ZS: What's the science behind breakouts coinciding with periods?!
HFG: It all comes back to your hormones—throughout your menstrual cycle (typically 28 days), specifically the hormones progesterone and estrogen fluctuate. Your skin, which is your body’s largest organ, responds to those hormones in a number of seemingly uncontrollable ways. So when your hormones peak during your pre-menstrual phase, they can cause skin inflammation, increase oil production in your pores, and basically work together to make your skin miserable.

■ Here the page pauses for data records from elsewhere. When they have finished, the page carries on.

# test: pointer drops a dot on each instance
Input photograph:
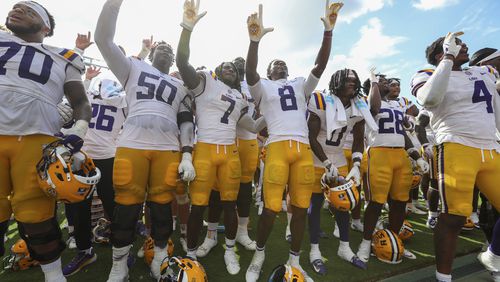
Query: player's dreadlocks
(432, 50)
(236, 84)
(338, 79)
(153, 49)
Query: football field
(421, 244)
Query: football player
(329, 155)
(148, 159)
(467, 153)
(289, 159)
(220, 107)
(34, 77)
(389, 168)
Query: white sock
(212, 230)
(53, 271)
(443, 277)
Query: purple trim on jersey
(441, 182)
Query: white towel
(335, 115)
(361, 108)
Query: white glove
(331, 13)
(450, 46)
(373, 76)
(330, 170)
(354, 174)
(191, 16)
(428, 151)
(186, 168)
(65, 111)
(423, 166)
(255, 26)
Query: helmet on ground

Can we actively do anything ahead of our periods to reduce these breakouts?Sticking to a skincare routine is key! And a pro-tip: Don’t let your phone touch your face! The surface of your phone is gross, I promise!
When you are approaching your period, it’s a good idea to be a little gentler on your skin since it’s at its most sensitive. Avoid heavy foundation that can clog your pores, change out your pillowcase for a clean one, and skip anything abrasive like exfoliating or shaving. You might not want to hear it, but if you’re really struggling with hormonal acne, it’s also a good idea to check out what you’re eating—the junk food we typically crave due to PMS may not be conducive to maintaining clear skin.
Is it possible to "balance your hormones"? How would one do this, and could it help monthly breakouts?
If your skincare regimen is just not doing the trick, it might be time to have a chat with your doctor. A lot of people use hormonal birth control to regulate their cycle and get a handle on monthly breakouts—but of course, starting a new medication might not be the right choice for you. If you’re not interested in starting a birth control, a dermatologist would also be able to make other appropriate recommendations based on what your skin needs.
But like, why do hormonal pimples insist on turning up in the same spot all the time?!!?!?!?!?!
Chances are, that means that the blemishes aren’t really ever leaving, they’re just receding into the clogged pores and then flaring up to the surface of your skin again when your hormones are out of whack.
The next time you’re shopping for acne cream, look for bacteria-fighting ingredients and anti-inflammatory properties. A few over-the-counter options include benzoyl peroxide, salicylic acid (ed note: SA is in ZitSticka), and tea-tree oil—if those aren’t cutting it, chat with your doctor.
How come some months our PMS symptoms are worse than other months? And is it just my imagination that the betterment of one symptom (i.e. acne) seems to happen in tandem with other improvements (e.g. mood swings)?
Feeling like all your PMS symptoms are better (or worse) certain months makes sense, because those symptoms are your body’s way of reacting to fluctuating hormone levels. While your menstrual cycle is always caused by the ebb and flow of the same hormones, there are a ton of factors that affect how your body reacts to those hormonal changes. A few of them are related to lifestyle, like how healthy you’re eating or how much you sleep. Sometimes, things like illness and your stress levels are enough to throw your period for a loop.
One simple way to tackle seemingly irregular PMS symptoms is to start recording any changes to your body and reporting them to your doctor. Tracking PMS in general will help you notice patterns, and your doctor will be able to let you know if they aren’t okay. This is actually how I learned I get menstrual migraines, and now I’m able to get ahead of them.